Before this I mention that USD/JPY’s
tendency to either be active directionally or consolidating - the on/ off
switch. As such, we like to approach USD/JPY on a more strategic, hit-and-run
basis - getting in when we think a directional move is happening and standing
aside when we don't. We look for breaks of trend lines, spike reversals and
candlestick patterns, as our primary clues for - spotting a pending directional
move.
On the tactical level, USD/JPY is
generally a cleaner trading market than most of the other majors, so I like to
approach it with generally tighter trading rules. The idea is that if I’m
right, we’ll be along for the ride. But if I’m wrong, we jump off the bus at
the next stop.
Actively
trading trend-line and price-level breakouts
One of my trigger points for
jumping into USD/JPY is breaks of trend lines and key price levels, such as
daily or weekly highs/lows. Earlier I said that it usually takes a significant
amount of market interest to break key technical levels. We look at the actual
breaks as concrete evidence of sizeable interest, rather than normal
back-and-forth price action.
Jumping
on spike reversals
After USD/JPY has seen a
relatively quick (usually within two to three hours) move of more than 70 to 80
pips in one direction, we’re on the lookout for any sharp reversals in price.
Spike reversals of 30 to 40 pips that occur in very short timeframes (5 to 20
minutes) are relatively common in USD/JPY. But you pretty much have to be in
front of your trading screen to take advantage of these, because they’re a
short-term phenomenon by their very nature.
Monitoring
EUR/JPY and other JPY crosses
USD/JPY is heavily influenced by
cross flows and can frequently take a back seat to them on any given day. In
evaluating USD/JPY, we always keep an eye on the JPY crosses and their
technical levels as well. A break of important support in GBP/JPY, for
instance, could unleash a flood of short-term USD/JPY selling, because GBP/JPY
is mostly traded through the dollar pairs.

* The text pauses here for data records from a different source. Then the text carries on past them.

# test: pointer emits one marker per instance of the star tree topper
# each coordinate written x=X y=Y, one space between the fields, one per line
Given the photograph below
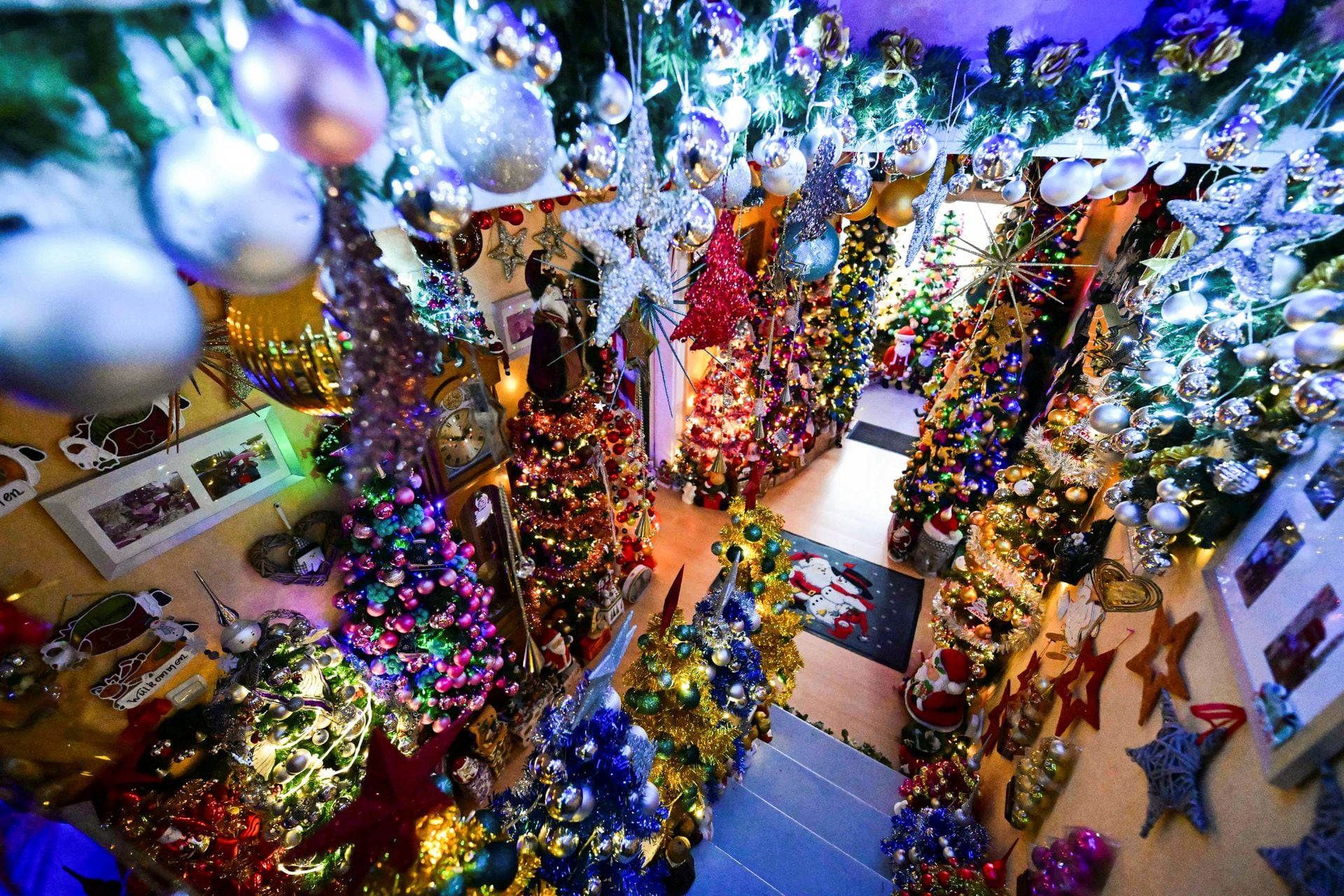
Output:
x=631 y=237
x=1260 y=207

EUR/JPY is the most actively
traded JPY cross and its movements routinely drive USD/JPY on an intraday
basis. Be alert for when significant technical levels in the two pairs
coincide, such as when both USD/JPY and EUR/JPY are testing a series of recent
daily highs or lows. A break by either can easily spill into the other and
provoke follow-through buying/selling in both.